Er setzte sich umständlich hin.
»Sind Sie je Mr. Elson begegnet – mögen Sie ihn? Er ist auch Amerikaner, nicht wahr?«
»Er kann – richtig lesen und beinahe schreiben. Er hält sich eine Sekretärin für seine Korrespondenz, aber er selbst kann kaum schreiben.«
»So?« fragte sie überrascht. »Ich glaubte, es gäbe fast niemand in Europa, der nicht lesen und schreiben könnte.«
»Er ist in gewisser Weise ein Niemand«, sagte Super.

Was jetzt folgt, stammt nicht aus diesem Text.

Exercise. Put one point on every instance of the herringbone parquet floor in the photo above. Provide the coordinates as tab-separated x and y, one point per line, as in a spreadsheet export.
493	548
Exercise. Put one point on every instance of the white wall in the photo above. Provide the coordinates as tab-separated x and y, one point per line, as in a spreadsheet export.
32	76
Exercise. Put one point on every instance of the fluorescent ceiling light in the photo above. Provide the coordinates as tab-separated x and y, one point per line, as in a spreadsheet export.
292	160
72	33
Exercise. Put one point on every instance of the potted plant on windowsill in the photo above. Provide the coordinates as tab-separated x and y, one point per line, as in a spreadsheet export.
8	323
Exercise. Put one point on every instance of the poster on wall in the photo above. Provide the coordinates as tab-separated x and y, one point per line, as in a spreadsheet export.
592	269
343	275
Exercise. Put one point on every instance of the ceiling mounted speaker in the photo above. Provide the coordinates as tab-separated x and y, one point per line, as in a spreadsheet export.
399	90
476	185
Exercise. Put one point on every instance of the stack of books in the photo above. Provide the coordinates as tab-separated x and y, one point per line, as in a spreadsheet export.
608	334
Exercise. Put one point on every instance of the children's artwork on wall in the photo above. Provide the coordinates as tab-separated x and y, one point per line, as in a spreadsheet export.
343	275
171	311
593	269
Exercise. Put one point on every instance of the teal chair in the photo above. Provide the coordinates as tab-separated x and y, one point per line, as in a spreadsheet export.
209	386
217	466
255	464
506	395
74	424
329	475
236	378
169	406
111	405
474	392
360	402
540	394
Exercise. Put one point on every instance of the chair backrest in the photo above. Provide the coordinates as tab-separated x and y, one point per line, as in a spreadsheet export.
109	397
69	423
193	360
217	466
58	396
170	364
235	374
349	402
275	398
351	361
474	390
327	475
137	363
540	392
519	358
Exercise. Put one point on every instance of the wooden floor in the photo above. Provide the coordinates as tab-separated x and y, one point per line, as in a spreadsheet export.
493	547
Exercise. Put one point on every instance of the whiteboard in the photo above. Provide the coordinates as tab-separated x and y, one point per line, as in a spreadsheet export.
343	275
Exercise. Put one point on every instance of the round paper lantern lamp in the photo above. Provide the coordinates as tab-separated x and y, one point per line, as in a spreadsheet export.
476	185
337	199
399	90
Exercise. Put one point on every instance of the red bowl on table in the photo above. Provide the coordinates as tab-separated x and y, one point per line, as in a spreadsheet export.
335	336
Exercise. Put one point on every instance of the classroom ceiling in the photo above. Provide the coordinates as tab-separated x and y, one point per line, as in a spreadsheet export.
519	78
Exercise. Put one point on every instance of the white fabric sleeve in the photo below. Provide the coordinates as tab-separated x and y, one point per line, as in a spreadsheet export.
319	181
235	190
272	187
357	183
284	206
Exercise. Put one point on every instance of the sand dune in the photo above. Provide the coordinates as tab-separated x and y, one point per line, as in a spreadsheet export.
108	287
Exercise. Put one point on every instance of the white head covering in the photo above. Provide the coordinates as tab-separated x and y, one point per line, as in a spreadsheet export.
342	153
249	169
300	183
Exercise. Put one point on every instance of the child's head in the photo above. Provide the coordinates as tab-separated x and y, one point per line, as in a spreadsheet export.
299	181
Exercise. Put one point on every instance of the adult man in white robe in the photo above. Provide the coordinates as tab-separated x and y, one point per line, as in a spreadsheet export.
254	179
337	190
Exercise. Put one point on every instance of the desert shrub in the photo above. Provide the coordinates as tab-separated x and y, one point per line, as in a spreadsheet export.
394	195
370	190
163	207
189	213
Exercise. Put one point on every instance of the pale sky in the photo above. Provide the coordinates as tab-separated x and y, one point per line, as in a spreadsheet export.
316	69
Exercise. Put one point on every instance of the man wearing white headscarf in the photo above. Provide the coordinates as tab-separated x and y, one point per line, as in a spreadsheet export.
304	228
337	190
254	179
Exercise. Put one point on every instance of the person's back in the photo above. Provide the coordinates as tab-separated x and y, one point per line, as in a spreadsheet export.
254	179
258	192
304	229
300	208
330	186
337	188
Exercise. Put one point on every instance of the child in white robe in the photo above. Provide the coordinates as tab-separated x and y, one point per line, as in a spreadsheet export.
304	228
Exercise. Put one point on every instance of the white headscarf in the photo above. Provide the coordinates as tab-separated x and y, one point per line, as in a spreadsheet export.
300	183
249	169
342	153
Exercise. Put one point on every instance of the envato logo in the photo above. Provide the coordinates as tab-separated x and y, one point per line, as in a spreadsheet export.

Ein paar Minuten später ging sie aus dem Zimmer, um Tee zu bestellen, und als sie zurückkam, fand sie ihn wieder am Bücherschrank.
»Lieben Sie Bücher sehr?«
»Bücher zum Lesen liebe ich sehr«, gab er zu. »Bücher zum Studieren sind für mich soviel wie Masern, Scharlach und alle diese berüchtigten Krankheiten.« J. K. L. las er auf dem Vorsatzblatt eines Buches. »Das war Ihr Vater, Miss Leigh?«
»Ja, das ist der Name meines Vaters – John Kenneth.«
»Ein schöner Mann«, sagte Super nachdenklich. »Nicht die Art, die sich Feinde macht.«
»Nein, er hatte keinen Feind auf der Welt«, sagte sie. »Jeder liebte ihn.«
»Das wird man niemals über mich sagen. Eine Liste der Leute, die mich nicht lieben, würde diesen Band füllen, Miss Leigh. Und dann würde noch genug Papier übrig sein, das Zimmer damit zu tapezieren. Alles nur«, fügte er bescheiden hinzu, »aus Eifersucht der anderen über meine Genialität. Merken Sie sich das, Miss Leigh: Wenn ein Mensch nicht beliebt ist, so kommt das von der Eifersucht. Und wenn Sie mir nicht glauben, fragen Sie den Menschen selbst, er wird es Ihnen bestätigen.«
»Ich glaube, Sie sind gar nicht so unbeliebt«, sagte sie, als sie den Tee einschenkte.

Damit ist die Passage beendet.